- Associated Press - Sunday, July 27, 2014

WILDWOOD, N.J. (AP) - Tim Maher knew the doo-wop motels of the Wildwoods were in trouble.

A booming real estate market meant the island’s 1950s and 1960s-era properties were being torn down and replaced with rows of very un-doo-wop, very profitable condominiums.

So Maher, of Macungie, Pa., literally took to the streets, walking and riding a bike up and down the island to take pictures and preserve the motels - at least on camera. “We wanted to remember it,” he told The Press of Atlantic City (http://bit.ly/1rBSprd).

The photographs, of places like the now-demolished Rio Motel, were later made into a collage that hangs in his grandson Braxton’s bedroom.

“He has a doo-wop bedroom,” said Braxton’s mother Lindsey Maher, 28, as she held the 13-month old.

What is doo wop? “It’s colorful and it’s musical,” said Tim Maher, 56.

The iconic doo-wop motels, with their neon signs, pastel trim and angular roof lines, have become synonymous with the Wildwoods and supporters continue to work for their preservation.

They also take heart in efforts to duplicate the style.

This June, for instance, Universal Orlando opened its newest hotel, Cabana Bay Beach Resort, complete with a performance by The Beach Boys.
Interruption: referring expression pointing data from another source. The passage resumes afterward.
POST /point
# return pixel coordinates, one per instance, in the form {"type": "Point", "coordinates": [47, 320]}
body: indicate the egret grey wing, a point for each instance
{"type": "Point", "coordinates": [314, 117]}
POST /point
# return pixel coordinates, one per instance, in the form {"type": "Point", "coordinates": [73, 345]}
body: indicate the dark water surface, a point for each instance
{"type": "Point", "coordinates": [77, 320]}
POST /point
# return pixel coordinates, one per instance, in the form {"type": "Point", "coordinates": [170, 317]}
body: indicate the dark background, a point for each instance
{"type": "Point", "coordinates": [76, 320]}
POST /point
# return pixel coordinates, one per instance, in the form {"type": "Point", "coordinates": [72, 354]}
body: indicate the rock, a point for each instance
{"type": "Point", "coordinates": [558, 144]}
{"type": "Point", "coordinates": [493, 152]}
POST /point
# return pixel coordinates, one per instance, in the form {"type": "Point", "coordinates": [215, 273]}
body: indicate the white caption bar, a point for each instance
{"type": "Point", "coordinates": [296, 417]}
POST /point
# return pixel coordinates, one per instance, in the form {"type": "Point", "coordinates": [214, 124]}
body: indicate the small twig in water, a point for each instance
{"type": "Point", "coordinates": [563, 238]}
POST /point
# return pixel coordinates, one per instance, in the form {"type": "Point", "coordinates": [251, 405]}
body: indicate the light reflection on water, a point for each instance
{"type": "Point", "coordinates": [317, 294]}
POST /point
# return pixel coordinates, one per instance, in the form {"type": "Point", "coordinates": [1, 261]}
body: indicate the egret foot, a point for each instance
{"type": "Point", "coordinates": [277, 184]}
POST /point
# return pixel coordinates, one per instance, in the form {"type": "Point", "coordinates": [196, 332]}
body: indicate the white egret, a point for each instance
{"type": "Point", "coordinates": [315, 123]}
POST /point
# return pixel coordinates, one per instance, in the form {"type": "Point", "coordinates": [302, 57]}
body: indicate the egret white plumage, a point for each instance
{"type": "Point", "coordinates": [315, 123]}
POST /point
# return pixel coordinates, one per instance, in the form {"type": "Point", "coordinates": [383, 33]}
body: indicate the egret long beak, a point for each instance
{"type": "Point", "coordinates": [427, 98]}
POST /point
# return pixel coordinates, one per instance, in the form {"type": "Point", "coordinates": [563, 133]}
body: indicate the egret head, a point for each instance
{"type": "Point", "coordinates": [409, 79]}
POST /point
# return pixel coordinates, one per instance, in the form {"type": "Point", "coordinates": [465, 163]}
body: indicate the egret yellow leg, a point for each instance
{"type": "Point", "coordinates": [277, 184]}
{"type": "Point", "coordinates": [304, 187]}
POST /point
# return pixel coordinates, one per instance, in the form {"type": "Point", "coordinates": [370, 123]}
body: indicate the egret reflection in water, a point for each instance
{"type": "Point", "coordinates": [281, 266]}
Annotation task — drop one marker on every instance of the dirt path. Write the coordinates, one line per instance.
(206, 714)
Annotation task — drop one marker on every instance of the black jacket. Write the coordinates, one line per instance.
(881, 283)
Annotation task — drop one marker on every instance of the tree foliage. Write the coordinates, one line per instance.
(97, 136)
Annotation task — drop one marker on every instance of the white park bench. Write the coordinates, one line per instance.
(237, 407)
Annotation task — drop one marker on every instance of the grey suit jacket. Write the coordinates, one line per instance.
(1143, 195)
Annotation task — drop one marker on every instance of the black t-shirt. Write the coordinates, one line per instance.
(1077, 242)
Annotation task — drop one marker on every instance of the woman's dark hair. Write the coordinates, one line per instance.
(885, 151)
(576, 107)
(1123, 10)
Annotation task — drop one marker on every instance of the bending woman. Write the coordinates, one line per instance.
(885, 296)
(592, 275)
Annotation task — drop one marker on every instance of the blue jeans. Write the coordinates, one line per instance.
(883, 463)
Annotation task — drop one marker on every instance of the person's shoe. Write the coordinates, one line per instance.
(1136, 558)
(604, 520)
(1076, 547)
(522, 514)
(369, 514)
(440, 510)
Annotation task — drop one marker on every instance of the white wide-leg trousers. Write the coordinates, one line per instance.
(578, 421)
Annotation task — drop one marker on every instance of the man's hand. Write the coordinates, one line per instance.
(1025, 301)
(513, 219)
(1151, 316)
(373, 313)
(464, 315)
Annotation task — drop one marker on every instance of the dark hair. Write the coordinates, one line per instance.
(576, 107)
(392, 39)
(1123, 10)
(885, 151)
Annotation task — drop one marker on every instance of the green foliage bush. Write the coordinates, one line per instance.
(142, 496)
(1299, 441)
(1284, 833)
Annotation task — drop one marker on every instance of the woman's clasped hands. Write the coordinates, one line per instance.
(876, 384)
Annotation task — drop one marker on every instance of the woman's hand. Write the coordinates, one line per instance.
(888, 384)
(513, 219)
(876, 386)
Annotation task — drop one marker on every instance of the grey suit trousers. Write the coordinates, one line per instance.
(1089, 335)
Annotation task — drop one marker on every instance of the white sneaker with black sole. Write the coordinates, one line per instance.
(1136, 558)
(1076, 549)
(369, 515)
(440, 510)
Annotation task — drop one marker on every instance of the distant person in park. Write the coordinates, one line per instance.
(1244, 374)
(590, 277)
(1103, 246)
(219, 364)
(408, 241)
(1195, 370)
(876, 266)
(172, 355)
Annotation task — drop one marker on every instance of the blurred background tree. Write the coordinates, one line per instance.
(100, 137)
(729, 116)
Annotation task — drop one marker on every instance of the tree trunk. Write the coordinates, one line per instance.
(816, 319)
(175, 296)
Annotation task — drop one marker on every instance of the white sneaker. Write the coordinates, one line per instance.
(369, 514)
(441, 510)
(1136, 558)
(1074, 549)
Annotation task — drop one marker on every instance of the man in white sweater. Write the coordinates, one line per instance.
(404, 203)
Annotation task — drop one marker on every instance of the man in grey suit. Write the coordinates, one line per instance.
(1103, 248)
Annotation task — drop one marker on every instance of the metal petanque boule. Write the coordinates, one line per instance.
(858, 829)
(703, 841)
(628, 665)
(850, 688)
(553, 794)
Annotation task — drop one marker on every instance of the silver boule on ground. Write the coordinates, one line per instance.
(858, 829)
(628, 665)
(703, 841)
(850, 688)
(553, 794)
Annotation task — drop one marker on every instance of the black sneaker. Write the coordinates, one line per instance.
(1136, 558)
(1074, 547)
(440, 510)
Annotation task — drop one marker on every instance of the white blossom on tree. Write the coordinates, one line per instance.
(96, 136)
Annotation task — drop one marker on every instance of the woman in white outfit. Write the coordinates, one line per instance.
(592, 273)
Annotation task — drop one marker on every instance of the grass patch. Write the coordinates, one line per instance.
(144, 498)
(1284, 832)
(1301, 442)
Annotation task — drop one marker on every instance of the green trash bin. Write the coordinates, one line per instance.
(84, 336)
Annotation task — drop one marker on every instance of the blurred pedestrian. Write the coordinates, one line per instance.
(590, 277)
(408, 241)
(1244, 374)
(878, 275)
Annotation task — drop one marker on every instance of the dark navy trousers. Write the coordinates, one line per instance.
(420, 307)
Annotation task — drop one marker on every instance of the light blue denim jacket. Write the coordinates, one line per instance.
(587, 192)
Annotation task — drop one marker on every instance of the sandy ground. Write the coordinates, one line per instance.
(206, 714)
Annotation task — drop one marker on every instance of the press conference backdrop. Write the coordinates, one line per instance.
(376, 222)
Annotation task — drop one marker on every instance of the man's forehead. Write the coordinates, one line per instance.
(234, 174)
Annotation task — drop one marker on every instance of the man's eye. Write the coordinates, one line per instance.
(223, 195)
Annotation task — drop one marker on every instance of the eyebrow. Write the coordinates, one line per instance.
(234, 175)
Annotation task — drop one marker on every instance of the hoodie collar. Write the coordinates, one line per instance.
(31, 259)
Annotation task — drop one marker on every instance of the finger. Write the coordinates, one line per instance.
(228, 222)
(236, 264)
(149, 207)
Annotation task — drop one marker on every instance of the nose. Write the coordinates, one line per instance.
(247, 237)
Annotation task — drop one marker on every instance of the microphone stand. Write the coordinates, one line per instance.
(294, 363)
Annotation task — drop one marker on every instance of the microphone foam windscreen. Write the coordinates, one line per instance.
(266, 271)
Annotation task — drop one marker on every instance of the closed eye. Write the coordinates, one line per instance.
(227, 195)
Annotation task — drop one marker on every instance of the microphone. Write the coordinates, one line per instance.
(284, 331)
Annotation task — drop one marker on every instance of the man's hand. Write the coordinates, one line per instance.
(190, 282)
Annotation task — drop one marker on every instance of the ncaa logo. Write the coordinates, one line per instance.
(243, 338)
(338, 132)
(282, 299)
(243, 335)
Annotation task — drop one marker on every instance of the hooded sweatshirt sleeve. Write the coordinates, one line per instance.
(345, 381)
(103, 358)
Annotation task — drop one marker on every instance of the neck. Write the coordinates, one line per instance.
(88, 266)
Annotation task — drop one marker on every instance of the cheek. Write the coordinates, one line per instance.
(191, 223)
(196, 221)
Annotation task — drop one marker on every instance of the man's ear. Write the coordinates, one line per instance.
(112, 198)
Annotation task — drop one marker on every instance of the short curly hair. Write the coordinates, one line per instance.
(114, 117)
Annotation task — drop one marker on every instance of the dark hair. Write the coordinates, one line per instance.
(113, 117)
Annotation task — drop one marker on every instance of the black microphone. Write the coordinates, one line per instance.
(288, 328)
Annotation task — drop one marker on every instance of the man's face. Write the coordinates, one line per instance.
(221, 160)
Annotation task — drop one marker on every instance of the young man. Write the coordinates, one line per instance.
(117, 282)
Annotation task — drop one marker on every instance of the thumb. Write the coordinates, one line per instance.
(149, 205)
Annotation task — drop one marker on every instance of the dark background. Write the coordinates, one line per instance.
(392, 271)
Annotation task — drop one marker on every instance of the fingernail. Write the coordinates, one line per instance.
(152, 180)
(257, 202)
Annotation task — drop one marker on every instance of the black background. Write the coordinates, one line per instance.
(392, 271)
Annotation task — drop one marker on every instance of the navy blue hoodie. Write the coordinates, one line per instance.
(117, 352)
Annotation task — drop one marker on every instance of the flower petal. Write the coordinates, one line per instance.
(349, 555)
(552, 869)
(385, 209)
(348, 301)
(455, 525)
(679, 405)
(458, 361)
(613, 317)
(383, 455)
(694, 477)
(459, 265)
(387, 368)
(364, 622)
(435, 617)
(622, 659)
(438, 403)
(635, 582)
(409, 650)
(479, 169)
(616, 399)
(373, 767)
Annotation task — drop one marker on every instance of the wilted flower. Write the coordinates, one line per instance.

According to Universal’s Web site, ” The brand-new hotel features a total of 1,800 moderate and value priced rooms that evoke the classic, retro-feel of iconic beach resorts from the 1950s and 60s.”

“Located on-site at Universal Orlando Resort, the new hotel is a destination within itself - featuring a stunning design with bold colors, retro-inspired architecture and sweeping vistas that transport guests back to a time of relaxation and endless family fun,” the company said.

“Copying things is a wonderful form of flattery,” said Jack Morey, vice president of Morey’s Piers, doo-wop enthusiast, and founding member of the Doo Wop Preservation League

Universal’s new addition, he said, “adds to the already overwhelming amount of confirmation that the mid-1950s and 1960s period was a really unique part of American culture.”

Motels like the Chateau Bleu in North Wildwood and the Caribbean in Wildwood Crest already appear on the state and national registers of historic places and the Moreys are hoping to add the Pan American to the list.

The motel, built in 1964, on Ocean Avenue is hard to miss with its spinning Pan Am globe on the roof. The owners have had a preliminary meeting with state officials and hope the motel will win the historic designation.